On a pu s'interroger sur la légitimité de la communication de ces pièces par Bercy: la convention d'assistance administrative en matière fiscale signée entre la France et la Suisse prévoit, comme c'est souvent le cas dans ces matières, un principe de spécialité, c'est-à-dire qu'elle interdit l'utilisation des renseignements fournis par l'État requis dans un cadre procédural autre que celui prévu par la convention d'assistance. Or l'article 28 de la Convention prévoit que ces renseignements sont destinés uniquement aux personnes et autorités concernées par l'établissement ou le recouvrement des impôts – assiette, recouvrement ou contentieux administratif sur l'impôt –, qui « ne [les] utilisent qu'à ces fins ». L'utilisation dans une procédure pénale des renseignements obtenus par le biais de cette convention est donc exclue, à moins que les autorités suisses ne l'aient autorisée.
Malgré cette difficulté, j'ai estimé que, dans la mesure où l'autorité judiciaire n'avait pas réclamé ce document mais qu'il était, un peu par accident, arrivé jusqu'à la DNIFF qui nous l'avait communiqué et que le parquet n'était pas l'auteur de la violation de la Convention, ce document constituait un renseignement comme un autre. Dans un souci de loyauté et de transparence, et en vue d'enquêter à charge comme à décharge, j'ai préféré intégrer la réponse des autorités suisses à la procédure. J'ai donc poursuivi l'enquête préliminaire.
Le 12 mars, nous avons adressé aux autorités suisses une demande d'entraide pénale internationale.
Les opérations d'expertise et de comparaison de voix touchaient alors à leur fin ; dès la fin de cette même semaine, des rumeurs annonçant leur résultat ont commencé à circuler dans la presse. Nous n'avons reçu le rapport définitif que le lundi matin 18 mars : les techniciens estimaient que « sur une échelle de -2 à +4, la comparaison se situait à +2 et que, sans une certitude absolue, le résultat de l'analyse renforçait de manière très significative l'hypothèque que Jérôme Cahuzac était le locuteur inconnu de l'enregistrement litigieux ». Le procureur général de Paris en a bien sûr été avisé, par téléphone d'abord, puis par courriel à 12 h 28.

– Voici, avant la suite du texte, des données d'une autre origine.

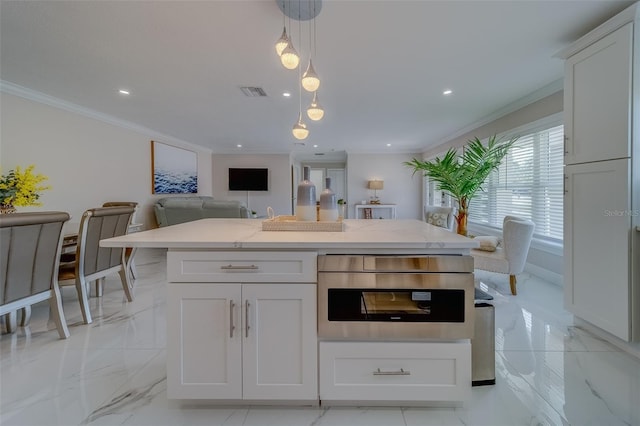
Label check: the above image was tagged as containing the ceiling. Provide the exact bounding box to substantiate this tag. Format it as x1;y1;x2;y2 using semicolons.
0;0;633;154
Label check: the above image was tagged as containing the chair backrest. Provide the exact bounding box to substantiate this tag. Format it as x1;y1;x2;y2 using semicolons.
102;201;138;223
0;212;69;305
424;206;455;232
502;216;535;274
76;206;135;276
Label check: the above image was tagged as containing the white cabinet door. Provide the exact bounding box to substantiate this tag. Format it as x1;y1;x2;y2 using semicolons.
242;284;318;400
167;283;242;399
564;23;633;164
564;159;633;341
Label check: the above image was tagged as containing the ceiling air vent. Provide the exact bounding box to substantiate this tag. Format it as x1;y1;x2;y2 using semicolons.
240;86;267;98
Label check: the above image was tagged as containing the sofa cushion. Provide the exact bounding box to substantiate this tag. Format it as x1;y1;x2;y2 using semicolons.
202;201;246;218
156;197;213;209
154;196;249;226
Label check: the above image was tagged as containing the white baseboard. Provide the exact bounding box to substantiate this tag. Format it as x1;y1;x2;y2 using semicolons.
524;263;564;288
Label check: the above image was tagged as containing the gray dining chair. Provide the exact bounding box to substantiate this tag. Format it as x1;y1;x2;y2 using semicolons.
0;212;69;339
471;216;535;296
58;206;135;324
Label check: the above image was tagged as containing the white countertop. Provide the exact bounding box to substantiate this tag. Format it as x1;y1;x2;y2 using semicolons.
100;219;479;250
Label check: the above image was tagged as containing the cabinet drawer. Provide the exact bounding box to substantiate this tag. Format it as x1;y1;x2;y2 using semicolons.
320;341;471;402
167;251;317;283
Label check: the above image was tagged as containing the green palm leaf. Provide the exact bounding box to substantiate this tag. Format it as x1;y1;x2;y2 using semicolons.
404;135;518;233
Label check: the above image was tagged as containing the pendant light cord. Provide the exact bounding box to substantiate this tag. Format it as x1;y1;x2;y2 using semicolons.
298;0;302;116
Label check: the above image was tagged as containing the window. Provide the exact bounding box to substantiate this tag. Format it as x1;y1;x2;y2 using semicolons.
468;125;564;243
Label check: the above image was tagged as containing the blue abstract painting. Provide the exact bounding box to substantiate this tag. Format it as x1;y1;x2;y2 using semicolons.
151;141;198;194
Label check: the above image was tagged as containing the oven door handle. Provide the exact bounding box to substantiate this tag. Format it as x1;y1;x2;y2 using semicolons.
372;368;411;376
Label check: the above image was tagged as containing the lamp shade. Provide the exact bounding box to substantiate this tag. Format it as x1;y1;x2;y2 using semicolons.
291;115;309;139
307;92;324;121
367;180;384;190
276;27;289;56
280;39;300;70
302;59;320;92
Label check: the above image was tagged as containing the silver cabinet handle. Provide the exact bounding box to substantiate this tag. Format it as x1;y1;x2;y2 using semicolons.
229;300;236;339
373;368;411;376
244;300;251;337
220;264;258;271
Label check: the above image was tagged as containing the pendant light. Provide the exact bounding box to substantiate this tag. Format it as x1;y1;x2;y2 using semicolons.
292;112;309;140
307;92;324;121
302;58;320;92
291;10;309;140
302;0;320;92
280;1;300;70
280;39;300;70
276;27;289;56
276;3;291;56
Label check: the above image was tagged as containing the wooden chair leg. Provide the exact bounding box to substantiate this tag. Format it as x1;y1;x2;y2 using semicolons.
49;285;69;339
118;265;133;302
509;275;518;296
76;276;93;324
4;311;18;334
95;277;104;297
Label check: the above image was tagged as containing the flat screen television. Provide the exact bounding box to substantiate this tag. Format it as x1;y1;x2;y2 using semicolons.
229;168;269;191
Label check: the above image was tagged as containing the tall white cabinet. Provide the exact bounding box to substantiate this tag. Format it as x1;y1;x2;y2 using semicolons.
559;5;640;342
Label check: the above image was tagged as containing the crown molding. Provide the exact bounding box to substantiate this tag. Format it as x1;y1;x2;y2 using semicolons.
0;80;213;153
424;78;564;152
553;3;640;59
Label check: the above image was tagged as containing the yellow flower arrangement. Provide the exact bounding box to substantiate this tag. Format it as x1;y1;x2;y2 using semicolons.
0;164;51;207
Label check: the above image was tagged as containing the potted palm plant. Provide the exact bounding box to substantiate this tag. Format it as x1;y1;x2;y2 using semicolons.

Compte tenu de ces éléments, nous avons repris notre réflexion et estimé que l'information judiciaire constituait désormais un cadre plus approprié pour continuer les investigations, puisque nous disposions désormais d'un indice tangible de la commission d'une infraction. Nous savions, de plus, qu'une autre demande d'entraide pénale internationale, cette fois auprès de Singapour, serait nécessaire à très court terme. J'ai donc avisé le procureur général des résultats des investigations et de ma décision d'ouvrir une information judiciaire ; mon rapport écrit a été adressé au parquet général le lundi soir 18 mars à 20 h 40. Nous avons ensuite préparé un communiqué de presse contenant les éléments objectifs recueillis au cours de l'enquête, et annonçant l'ouverture de l'information. Le projet de communiqué a été adressé par courriel au parquet général le mardi 19 mars à 10 h 25, en précisant qu'il serait diffusé immédiatement après l'ouverture de l'information, qui devait intervenir en début d'après-midi.
Le 19 mars dans l'après-midi, le réquisitoire introductif a été signé, et le communiqué adressé à tous les organes de presse à 15 h 58 précisément.